Lipid oxidation was assessed by the TBARS (ThioBarbituric Acid Reactive Substances) assay on the basis of MDA formation [36]. MDA, the compound used as an index of lipid peroxidation, was determined by a selective third-order derivative spectrophotometric method (Shimadzu Model UV-160A), slightly modified to spermatozoa. In brief, 107 washed spermatozoa which have been previously treated or not with different concentration of a polyphenol-rich grape pomace extract (1 μg ml−1, 2 μg ml−1, 5 μg ml−1) were mixed with 50 μl FeSO4 7H2O (5 mM) and 2900 μl distilled water for 1 hr and incubated for 1 hr at 37°C. After 2 hrs and 4 of hrs of total incubation, the samples were mixed with 500 μl trichloroacetic acid 35% and 2000 μl butylated hydroxytoluene (BHT) in hexane and were centrifuged at 2000 g for 1 min.
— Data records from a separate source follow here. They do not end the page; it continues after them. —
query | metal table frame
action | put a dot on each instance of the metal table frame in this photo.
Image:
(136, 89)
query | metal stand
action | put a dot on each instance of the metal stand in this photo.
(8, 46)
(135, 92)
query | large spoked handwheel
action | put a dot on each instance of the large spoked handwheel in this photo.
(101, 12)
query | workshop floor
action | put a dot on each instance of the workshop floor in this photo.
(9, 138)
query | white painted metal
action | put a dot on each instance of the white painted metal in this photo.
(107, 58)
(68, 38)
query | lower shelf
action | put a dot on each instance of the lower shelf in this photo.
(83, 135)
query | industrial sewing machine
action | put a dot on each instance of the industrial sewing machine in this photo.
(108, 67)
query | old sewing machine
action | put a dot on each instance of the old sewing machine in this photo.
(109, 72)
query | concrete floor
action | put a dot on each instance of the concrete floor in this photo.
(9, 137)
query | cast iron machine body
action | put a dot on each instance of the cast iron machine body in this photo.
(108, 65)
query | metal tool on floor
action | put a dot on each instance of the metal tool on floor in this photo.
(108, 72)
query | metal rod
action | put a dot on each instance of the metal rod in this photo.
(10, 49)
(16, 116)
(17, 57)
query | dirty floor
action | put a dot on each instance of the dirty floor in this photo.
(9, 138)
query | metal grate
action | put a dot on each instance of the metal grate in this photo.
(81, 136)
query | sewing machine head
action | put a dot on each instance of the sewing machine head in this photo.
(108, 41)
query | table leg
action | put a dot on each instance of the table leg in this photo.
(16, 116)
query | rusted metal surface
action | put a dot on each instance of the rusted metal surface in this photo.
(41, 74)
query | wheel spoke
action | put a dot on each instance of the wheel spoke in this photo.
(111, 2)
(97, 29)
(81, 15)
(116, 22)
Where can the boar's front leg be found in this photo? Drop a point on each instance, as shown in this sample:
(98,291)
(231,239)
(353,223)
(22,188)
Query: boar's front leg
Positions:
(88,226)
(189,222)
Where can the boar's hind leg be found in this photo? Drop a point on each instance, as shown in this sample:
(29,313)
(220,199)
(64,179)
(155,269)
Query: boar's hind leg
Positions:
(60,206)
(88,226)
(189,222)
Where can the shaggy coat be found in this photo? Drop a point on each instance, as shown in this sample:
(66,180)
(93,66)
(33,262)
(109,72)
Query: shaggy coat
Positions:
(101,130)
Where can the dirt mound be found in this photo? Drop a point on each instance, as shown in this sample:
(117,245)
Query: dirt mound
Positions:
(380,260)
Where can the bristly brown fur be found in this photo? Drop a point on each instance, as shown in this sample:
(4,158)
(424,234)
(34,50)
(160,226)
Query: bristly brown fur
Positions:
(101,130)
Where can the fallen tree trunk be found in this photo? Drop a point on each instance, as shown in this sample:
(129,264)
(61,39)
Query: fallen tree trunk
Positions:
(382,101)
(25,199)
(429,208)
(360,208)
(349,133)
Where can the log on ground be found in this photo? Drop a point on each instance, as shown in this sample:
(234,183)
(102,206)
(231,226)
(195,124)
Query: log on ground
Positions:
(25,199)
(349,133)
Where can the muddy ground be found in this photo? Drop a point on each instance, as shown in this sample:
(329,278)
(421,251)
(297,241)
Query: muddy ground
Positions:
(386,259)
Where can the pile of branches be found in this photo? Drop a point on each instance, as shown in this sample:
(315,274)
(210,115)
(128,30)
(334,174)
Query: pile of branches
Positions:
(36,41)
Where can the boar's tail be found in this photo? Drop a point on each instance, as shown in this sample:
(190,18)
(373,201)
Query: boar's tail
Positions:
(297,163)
The top hexane layer was discarded and the bottom aqueous layer (2500 μl) was transferred to another tube containing 1500 μl thiobarbituric acid (TBA). After 30 min of incubation (70°C), the tubes were allowed to cool under tap water, and submitted to third-order derivative spectrophotometry. The concentration of MDA (ng per 107 spermatozoa) was calculated on the basis of the height of the third-order derivative peak at 521.5 nm by referring to slope and intercept data of the computed least squares fit of a standard calibration curve prepared using 1,1,3,3-tetrahethoxypropane.

Statistical analysis

The parameters: “Rapid”, “Progressive Motility”, “Total motility”, VCL, VSL, VAP and ALH were analyzed as repeated measurements using the LS Means Differences Tukey HSD-test (p <0.05). The percentage of sperm viability was analyzed by the Chi-Square Goodness of Fit Test for a Poisson distribution (p <0.05). Repeated measures ANOVA with the Bonferroni correction were used for statistical analysis of MDA formation, where the interaction between different concentration and time points was analyzed (p <0.05).